The pattern that made 139 carrier relationships unmanageable
The root cause of the 50% manual review rate was not complexity per se — it was unlearned complexity. Each of the 139 carrier relationships had their own accessorial structure, their own promotional billing behavior, their own history of exceptions and resolutions. A rule-based audit system, configured at implementation and updated only when errors were manually identified, could never keep pace with the rate at which carrier billing behavior evolved across a carrier base of that size.
Promotional freight billing is particularly unstable. Carriers adjust their accessorial structures for promotional periods. Detention calculations change when the retailer DC is under peak-season constraints. Zone-based surcharges shift when new distribution points are added. Each change creates a category of invoices that the audit system has not seen before and cannot classify confidently. The default is manual review.
Within 90 days of deploying an AI-native audit system trained on CPG promotional freight patterns, the recurring exception rate dropped by 70%. Not because the carriers changed their billing. Because the system learned enough about each carrier's actual billing behavior — not their stated billing rules, but their observed billing behavior across thousands of promotional invoices — to classify and approve charges that had previously required human review every cycle.
“The 50% manual review rate was not a carrier billing problem. It was an audit system knowledge problem. The carriers were billing consistently. The audit system simply didn't know what consistent looked like for each of them.”
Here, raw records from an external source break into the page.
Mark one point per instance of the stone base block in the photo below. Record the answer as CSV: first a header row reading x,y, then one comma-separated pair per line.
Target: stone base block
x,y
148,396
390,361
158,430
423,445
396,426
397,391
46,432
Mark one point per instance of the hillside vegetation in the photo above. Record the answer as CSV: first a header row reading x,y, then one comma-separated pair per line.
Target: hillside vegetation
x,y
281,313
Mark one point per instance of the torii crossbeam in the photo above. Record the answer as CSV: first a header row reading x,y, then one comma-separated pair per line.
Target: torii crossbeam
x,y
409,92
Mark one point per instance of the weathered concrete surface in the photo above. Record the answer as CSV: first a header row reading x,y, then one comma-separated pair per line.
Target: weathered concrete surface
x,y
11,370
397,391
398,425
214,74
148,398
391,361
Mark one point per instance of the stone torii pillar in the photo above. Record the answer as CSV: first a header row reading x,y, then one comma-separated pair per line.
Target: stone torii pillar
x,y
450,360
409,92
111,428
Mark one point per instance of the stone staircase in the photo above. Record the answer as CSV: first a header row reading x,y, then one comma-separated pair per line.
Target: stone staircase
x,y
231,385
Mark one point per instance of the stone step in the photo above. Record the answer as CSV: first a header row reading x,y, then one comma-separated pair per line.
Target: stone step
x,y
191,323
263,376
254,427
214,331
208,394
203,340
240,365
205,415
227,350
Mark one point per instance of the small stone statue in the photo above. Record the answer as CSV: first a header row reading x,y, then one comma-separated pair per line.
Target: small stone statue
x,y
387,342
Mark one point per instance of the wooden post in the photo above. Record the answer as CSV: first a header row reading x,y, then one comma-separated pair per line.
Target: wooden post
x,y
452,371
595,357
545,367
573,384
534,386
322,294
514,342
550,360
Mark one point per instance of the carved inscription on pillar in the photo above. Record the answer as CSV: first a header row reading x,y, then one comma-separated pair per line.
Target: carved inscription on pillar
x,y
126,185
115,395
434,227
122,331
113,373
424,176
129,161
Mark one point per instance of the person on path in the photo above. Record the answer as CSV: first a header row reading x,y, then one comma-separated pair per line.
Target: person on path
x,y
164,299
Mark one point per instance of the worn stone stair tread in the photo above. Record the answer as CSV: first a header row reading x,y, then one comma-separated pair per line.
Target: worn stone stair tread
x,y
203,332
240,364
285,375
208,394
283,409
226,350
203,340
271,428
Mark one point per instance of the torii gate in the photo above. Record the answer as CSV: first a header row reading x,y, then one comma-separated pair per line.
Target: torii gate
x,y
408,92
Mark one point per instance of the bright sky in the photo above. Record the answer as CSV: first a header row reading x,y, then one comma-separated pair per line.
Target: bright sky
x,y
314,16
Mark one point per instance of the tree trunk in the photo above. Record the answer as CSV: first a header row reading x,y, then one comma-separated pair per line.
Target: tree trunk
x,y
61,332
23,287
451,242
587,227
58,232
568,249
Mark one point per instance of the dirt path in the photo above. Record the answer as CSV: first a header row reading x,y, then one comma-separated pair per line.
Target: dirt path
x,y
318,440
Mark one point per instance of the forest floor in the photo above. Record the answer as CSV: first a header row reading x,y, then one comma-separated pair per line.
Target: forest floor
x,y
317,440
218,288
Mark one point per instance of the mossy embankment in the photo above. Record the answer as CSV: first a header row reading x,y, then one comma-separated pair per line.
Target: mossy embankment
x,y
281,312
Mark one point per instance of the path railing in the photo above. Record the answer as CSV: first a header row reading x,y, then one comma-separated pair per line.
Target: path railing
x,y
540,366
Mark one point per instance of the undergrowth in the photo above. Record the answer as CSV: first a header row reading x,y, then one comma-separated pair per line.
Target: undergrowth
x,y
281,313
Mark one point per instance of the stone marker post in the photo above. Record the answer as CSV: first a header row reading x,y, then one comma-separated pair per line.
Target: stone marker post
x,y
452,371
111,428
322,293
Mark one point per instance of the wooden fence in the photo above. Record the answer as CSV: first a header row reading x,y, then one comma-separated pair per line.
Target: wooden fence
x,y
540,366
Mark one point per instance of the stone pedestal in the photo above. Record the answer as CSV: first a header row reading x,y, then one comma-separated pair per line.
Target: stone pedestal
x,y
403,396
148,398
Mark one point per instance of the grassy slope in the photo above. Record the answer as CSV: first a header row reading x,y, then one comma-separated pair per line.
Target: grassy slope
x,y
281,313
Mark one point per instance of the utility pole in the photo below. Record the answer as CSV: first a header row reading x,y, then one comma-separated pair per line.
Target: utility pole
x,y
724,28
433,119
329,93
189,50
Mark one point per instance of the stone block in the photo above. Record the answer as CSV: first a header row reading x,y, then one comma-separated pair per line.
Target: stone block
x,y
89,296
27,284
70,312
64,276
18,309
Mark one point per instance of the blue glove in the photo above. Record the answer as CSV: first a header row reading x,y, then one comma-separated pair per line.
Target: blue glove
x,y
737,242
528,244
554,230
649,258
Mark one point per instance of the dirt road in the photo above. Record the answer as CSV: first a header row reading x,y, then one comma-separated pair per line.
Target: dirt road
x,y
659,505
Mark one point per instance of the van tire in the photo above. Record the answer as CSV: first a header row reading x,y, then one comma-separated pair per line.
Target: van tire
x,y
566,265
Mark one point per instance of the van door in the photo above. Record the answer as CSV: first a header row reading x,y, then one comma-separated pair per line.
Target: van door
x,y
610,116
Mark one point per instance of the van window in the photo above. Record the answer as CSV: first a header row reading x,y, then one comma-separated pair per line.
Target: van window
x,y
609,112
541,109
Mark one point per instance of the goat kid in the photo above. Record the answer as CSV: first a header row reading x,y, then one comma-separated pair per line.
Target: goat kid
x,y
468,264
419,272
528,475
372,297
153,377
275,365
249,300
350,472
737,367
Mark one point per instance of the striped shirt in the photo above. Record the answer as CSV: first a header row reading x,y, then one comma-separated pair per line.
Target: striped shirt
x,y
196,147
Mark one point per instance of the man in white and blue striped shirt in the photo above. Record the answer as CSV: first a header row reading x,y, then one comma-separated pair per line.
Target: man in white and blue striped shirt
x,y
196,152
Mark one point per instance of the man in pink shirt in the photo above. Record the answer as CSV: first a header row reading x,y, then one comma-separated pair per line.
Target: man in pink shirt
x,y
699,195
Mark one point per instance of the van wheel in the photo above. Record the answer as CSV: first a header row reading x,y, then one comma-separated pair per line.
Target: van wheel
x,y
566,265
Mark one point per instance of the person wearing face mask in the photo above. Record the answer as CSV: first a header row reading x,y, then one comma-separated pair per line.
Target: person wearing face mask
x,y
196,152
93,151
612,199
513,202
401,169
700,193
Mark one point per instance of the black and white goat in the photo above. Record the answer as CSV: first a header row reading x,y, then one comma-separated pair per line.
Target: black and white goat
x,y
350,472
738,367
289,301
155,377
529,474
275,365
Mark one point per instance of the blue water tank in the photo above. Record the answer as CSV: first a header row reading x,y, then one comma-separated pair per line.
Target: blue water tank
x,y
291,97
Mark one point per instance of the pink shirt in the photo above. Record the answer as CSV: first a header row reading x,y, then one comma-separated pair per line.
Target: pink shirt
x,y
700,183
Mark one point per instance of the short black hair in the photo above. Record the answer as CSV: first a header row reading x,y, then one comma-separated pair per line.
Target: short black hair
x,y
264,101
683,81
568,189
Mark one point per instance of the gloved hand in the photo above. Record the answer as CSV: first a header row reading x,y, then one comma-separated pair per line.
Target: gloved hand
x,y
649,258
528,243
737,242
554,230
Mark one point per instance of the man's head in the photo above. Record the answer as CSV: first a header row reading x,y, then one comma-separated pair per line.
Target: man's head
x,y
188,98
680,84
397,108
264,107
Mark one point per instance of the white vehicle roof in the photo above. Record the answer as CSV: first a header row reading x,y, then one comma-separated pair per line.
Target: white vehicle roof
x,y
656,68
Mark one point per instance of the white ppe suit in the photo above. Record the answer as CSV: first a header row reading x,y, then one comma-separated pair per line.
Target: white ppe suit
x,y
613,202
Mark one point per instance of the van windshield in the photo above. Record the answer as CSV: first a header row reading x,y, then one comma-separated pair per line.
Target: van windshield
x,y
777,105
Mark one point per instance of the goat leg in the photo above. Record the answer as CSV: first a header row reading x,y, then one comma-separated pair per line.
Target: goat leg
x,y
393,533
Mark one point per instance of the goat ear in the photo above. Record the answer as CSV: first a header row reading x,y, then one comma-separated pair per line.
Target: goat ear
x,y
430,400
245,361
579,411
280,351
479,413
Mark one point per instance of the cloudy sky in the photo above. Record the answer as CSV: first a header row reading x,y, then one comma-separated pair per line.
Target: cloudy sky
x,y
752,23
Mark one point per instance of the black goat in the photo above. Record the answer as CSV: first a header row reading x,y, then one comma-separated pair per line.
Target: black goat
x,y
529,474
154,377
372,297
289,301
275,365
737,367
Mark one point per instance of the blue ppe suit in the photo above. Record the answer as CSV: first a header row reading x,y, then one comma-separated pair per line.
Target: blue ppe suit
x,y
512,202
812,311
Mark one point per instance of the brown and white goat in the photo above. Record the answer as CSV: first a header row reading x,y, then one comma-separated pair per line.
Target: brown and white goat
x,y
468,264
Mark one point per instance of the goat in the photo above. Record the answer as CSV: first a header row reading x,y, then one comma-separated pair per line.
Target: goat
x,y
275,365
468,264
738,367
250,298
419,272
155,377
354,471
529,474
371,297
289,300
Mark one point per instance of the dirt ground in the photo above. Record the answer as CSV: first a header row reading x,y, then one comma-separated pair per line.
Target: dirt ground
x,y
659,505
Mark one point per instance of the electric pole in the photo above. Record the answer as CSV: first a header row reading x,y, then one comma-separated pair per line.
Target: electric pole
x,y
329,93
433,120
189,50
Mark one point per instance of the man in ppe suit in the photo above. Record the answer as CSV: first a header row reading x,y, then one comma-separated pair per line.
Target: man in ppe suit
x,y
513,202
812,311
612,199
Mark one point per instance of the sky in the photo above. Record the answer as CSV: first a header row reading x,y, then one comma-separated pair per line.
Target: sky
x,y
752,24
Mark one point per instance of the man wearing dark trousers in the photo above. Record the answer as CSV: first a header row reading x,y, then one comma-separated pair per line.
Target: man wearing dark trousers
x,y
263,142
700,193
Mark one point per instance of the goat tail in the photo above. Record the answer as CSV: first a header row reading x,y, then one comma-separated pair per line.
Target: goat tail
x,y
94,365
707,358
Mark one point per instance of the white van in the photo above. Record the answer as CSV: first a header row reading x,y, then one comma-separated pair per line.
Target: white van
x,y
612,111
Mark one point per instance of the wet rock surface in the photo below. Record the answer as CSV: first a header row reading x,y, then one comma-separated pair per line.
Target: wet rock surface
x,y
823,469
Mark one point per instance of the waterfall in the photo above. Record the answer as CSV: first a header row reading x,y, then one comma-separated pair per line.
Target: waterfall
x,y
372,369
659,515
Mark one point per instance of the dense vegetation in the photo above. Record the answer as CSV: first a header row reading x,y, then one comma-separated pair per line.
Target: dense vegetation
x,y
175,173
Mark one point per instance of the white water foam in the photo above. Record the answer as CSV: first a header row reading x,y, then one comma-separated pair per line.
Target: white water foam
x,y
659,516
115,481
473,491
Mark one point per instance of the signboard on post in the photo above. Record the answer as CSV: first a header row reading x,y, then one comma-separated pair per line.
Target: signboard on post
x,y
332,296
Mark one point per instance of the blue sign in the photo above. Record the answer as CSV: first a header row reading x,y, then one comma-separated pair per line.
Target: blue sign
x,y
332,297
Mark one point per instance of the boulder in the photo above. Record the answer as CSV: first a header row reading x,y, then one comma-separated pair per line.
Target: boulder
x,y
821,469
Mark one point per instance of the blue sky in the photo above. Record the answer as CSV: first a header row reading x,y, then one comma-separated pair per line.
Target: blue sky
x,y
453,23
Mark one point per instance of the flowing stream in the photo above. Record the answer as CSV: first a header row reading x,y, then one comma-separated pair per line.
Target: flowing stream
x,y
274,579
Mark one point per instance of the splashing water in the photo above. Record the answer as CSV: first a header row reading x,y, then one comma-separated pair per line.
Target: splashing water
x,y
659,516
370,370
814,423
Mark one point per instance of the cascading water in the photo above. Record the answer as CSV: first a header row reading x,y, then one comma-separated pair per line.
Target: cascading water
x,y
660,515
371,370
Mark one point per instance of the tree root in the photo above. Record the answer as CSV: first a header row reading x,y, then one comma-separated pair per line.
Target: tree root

What carrier-specific promotional logic requires
Auditing CPG promotional freight accurately requires a system that has been trained on promotional billing patterns at the carrier level — what each carrier charges during promotional periods, how their accessorial triggers differ from their standard service billing, and how their billing behavior has changed over time. This is not something that can be configured into a rules engine at implementation. It has to be learned from the invoice data.
The 70% exception suppression that follows from this learning is not a one-time improvement. It compounds. As each subsequent promotional cycle is processed, the system's understanding of each carrier's promotional billing behavior becomes more precise. Exception types that survived the first 90 days get suppressed in subsequent cycles as their patterns are identified. The exception queue does not just shrink — it stabilizes at a floor that represents genuinely novel cases, not the same recurring charges that the system has seen hundreds of times.